Also, since Go is self-compiled, does that mean we'll have to wait until 1.7.1 for the speed improvements to hit the compiler? :-P

I've seen the numbers ~10% slower floating around.
[citation needed]
It's in the mail?!

"Tip compiler (with SSA internal checks off) is about 7% slower than go1.6 to compile net/http (go test -a -c -gcflags=-d=ssa/check/off net/http)"

Well the actual article says 7% slower when compiling the http package.
I'm sure, you can also self-compile the tip. Would be really interesting if this was done for benchmarks.
The linked post gives an estimation :

> "Tip compiler (with SSA internal checks off) is about 7% slower than go1.6 to compile net/http (go test -a -c -gcflags=-d=ssa/check/off net/http)"

... though we may wonder wether the mesured compiler itself was compiled with or without SSA (with 7% being in the ballpark of the expected SSA gains).

The compiler always compiles itself as part of the bootstrap process. The final compiler is built with itself and thus uses its own SSA code generation.
No worries, it will never reach the C and C++ build times which are often measured in minutes and hours.
Compile time is an issue of C++ but not of C.
Yep. A while ago I found myself needing to recompile the Linux kernel for Android, and I was amazed at how fast the build was (I think I last built a kernel in the 90s). It took a lot less time than it takes Android to start up!
I used to work in a project around 2000 that would take 1h build time per architecture/OS combination.

Doing a full build across HP-UX, Aix, Solaris, Red-Hat Linux and Windows for 32 and 64 bits took almost a full day.

EDIT: It was a mix of C and TCL

> Also, since Go is self-compiled, does that mean we'll have to wait until 1.7.1 for the speed improvements to hit the compiler? :-P

No. The compiler compiles itself during the bootstrap phase.

Does the old compiler compile the new compiler after which the new compiler can compile itself? Bootstrapping is incredible.
> one of my favorite parts of Go is the quick build times

One of my favourite parts of Go was the quick build times. It used to feel like 'go build' was as fast as 'python'; sadly, that's no longer the case.

Despite the attractive nuisance of "go build", if you're in a fast save-compile-test cycle, you really want "go install". Both do pretty much the same thing (ignoring where the result goes), but install keeps the intermediate package compilations around and does the minimum, whereas build seems to discard them.
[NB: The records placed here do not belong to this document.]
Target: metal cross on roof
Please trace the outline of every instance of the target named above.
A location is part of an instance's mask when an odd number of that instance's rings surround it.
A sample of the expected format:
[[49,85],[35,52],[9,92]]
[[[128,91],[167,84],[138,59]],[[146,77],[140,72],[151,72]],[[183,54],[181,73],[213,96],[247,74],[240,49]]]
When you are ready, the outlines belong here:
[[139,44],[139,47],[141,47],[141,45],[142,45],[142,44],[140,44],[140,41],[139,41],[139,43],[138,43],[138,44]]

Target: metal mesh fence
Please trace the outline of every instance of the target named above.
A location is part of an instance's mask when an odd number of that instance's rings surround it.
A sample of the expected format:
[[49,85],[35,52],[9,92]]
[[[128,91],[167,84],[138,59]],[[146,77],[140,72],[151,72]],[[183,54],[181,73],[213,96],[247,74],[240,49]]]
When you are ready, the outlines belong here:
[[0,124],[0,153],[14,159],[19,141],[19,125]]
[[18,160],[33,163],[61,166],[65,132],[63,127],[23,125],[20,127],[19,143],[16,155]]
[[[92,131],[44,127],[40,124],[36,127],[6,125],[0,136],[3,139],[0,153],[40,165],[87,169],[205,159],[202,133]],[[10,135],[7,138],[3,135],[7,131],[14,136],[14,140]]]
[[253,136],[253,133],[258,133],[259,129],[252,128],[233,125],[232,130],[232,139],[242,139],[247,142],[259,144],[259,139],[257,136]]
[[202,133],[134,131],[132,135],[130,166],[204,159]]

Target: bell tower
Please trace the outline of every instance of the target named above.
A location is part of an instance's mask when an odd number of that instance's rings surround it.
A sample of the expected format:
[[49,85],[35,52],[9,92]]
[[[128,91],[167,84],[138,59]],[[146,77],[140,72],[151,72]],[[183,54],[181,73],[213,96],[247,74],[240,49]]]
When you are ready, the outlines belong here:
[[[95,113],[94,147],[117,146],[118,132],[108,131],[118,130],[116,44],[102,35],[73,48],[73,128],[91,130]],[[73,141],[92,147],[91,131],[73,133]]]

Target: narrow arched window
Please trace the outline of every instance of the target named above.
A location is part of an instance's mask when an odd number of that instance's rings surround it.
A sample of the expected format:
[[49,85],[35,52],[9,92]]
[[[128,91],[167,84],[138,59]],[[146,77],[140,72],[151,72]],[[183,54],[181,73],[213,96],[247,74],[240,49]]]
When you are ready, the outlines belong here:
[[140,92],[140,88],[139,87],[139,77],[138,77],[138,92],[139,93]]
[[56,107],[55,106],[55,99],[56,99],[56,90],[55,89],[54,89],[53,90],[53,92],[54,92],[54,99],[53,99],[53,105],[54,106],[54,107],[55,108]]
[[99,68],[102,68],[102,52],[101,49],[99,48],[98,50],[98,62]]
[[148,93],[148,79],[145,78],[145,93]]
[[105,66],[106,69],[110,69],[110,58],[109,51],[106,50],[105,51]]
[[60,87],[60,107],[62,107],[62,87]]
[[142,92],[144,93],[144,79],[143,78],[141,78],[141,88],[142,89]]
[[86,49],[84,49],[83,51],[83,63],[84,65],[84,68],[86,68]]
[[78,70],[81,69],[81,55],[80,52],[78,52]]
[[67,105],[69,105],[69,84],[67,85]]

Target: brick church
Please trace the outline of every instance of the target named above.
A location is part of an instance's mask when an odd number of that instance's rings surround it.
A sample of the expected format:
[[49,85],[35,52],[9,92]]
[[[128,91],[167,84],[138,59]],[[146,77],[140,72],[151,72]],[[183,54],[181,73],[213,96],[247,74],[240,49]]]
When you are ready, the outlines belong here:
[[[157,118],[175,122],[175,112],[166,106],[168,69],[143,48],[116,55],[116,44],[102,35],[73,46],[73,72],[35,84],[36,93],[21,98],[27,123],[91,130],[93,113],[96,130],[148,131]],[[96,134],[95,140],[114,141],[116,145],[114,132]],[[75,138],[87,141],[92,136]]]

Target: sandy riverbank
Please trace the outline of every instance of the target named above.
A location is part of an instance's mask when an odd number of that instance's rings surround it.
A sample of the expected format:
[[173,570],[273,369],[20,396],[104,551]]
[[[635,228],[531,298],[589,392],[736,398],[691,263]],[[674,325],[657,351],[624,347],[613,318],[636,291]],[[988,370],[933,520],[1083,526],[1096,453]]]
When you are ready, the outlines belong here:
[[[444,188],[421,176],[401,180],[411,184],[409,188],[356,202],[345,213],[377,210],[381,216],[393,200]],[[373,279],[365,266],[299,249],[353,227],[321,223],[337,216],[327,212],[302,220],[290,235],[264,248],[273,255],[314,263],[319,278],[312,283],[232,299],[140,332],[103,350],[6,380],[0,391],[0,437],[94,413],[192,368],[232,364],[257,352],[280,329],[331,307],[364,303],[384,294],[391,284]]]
Put "-v" on both of them and you can see the differences.
I think go build -i does the same without putting the result in the bin dir.
I think this is only true if you're building outside your GOPATH. In my case, build -v, build -v -i, and install all have very similar compile times and only show an edited file being compiled when executed from inside my GOPATH.

Each of those averaged 3.5s in my codebase, for example, on a freshly changed file. go install's second run is 250ms, but I assume that's because it knows the file hasn't changed.

go build -a shows roughly 60 packages and takes 16s, so I would notice if build or install were accidentally recompiling all of them.

Yeah, it got about twice as slow going 1.4 => 1.5, which makes it just slow enough to be annoying.

(It's still much faster than something like C++ though, and feels about the same to me as the (snappy) Objective-C.)

On the flip side, large programs have gone from multi-second GC pauses to unnoticeable. :) I too miss those fast compile times, though.
Can anyone say why the Mandelbrot benchmark, out of all of them, was slower with SSA? Any chance it was just a fluke?
The inner loop went from 15 instructions to 16 because the register optimiser is not finished yet.
Thanks. That's what I asked on the list, but HN was faster :)
I just posted some results there on our own codebase.

Server load time dropped from 25.5s or so to 22.2s; a really nice win on a large and varied codebase for these improvements. I can't imagine not wanting them.